Here db, settings, and the fitness config command are this app’s own data and settings layer; any key/value store you already have works in their place. Same loop, same snapshot, four possible voices, and exactly one of them carries the harsh block, decided before the request ever leaves the machine.

Test the tone, don’t eyeball it

The other half was testing the way I keep saying I want to, against expectations instead of by reading one nice sample. The deterministic part is easy and exact: assert that the harsh block is present for hardass with a real target, and absent for supportive. That test fails the moment someone renames the flag, inverts the condition, or drops the target check. The fakes those tests use are one-liners that build a Goals with and without a step_target, so they satisfy the same has_concrete_targets() contract the real object does:

# tests/fakes.py
from brief.prompt import Goals

def goals_with_target() -> Goals:
    return Goals(step_target=8000)

def goals_without_target() -> Goals:
    return Goals()

# tests/test_brief_prompt.py
from tones.profile import load_profile
from brief.prompt import build_brief_prompt, HARSH_BLOCK
from tests.fakes import goals_with_target, goals_without_target

BASE = "Write today's training brief."

def test_harsh_block_present_for_hardass():
    prompt = build_brief_prompt(BASE, load_profile("hardass"), goals_with_target())
    assert HARSH_BLOCK in prompt

def test_harsh_block_absent_for_supportive():
    prompt = build_brief_prompt(BASE, load_profile("supportive"), goals_with_target())
    assert HARSH_BLOCK not in prompt

def test_harsh_block_skipped_without_a_concrete_target():
    # even a harsh profile has nothing to be harsh about with no goal
    prompt = build_brief_prompt(BASE, load_profile("hardass"), goals_without_target())
    assert HARSH_BLOCK not in prompt

The model’s actual words are the part you can’t assert exactly, and that is where people give up and go back to eyeballing. The move is to assert the properties instead. Anthropic’s own guidance is to define evals around the things that matter rather than expecting deterministic output (Anthropic: Demystifying evals for AI agents). So a scorer runs every available profile against a fixed snapshot and checks the properties each output must hold, then A/B-checks the tones against expectations rather than against my gut.

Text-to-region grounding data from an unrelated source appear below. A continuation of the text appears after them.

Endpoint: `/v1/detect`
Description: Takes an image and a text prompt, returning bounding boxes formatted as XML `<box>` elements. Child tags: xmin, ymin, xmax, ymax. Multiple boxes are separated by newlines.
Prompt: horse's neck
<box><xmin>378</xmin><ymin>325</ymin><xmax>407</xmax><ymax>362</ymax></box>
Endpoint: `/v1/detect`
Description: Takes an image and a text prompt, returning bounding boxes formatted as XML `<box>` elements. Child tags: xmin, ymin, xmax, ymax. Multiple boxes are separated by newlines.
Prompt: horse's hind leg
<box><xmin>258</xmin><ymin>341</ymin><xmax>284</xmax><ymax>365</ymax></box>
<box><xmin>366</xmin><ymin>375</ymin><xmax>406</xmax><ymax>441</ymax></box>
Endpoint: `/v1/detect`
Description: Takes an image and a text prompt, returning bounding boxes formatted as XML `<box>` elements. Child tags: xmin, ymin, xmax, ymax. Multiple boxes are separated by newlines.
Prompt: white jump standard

The wrapper that makes that possible lives in a test-only module and imports the production pieces, never the other way around. That direction matters: brief/run.py has no idea the harness exists, so importing it at 6am to write the real brief never drags in pytest or the tests package. generate_for_test builds the same prompt against one fixed snapshot and returns a small parsed object, and tone_category() is a second model call grading the first, an LLM judge reading the output and naming the coach who must have written it.

# tests/harness.py
from dataclasses import dataclass
from tones.profile import load_profile
from brief.prompt import build_brief_prompt
from brief.run import _complete
from tests.fakes import goals_with_target

FIXED_SNAPSHOT = "steps 4200/8000, zone-2 12 min, HRV 41ms, push-day skipped"

@dataclass
class BriefOutput:
    tone: str
    text: str

    def matches_schema(self) -> bool:        # same shape regardless of voice
        return bool(self.text.strip()) and "\n" in self.text

    def translated_jargon(self) -> bool:     # best-effort signal, not a hard gate
        return all(term not in self.text for term in ("HRV", "zone-2"))

    def directive_count(self) -> int:        # proxy for how hard it pushes
        starts = ("Do ", "Push", "Get ", "Hit ")
        return sum(line.strip().startswith(starts) for line in self.text.splitlines())

    def tone_category(self) -> str:          # the LLM judge, below
        return judge_tone(self.text)

def generate_for_test(tone: str) -> BriefOutput:
    profile = load_profile(tone)
    base = f"Write today's training brief from this snapshot:\n{FIXED_SNAPSHOT}"
    prompt = build_brief_prompt(base, profile, goals_with_target())
    return BriefOutput(tone=tone, text=_complete(prompt))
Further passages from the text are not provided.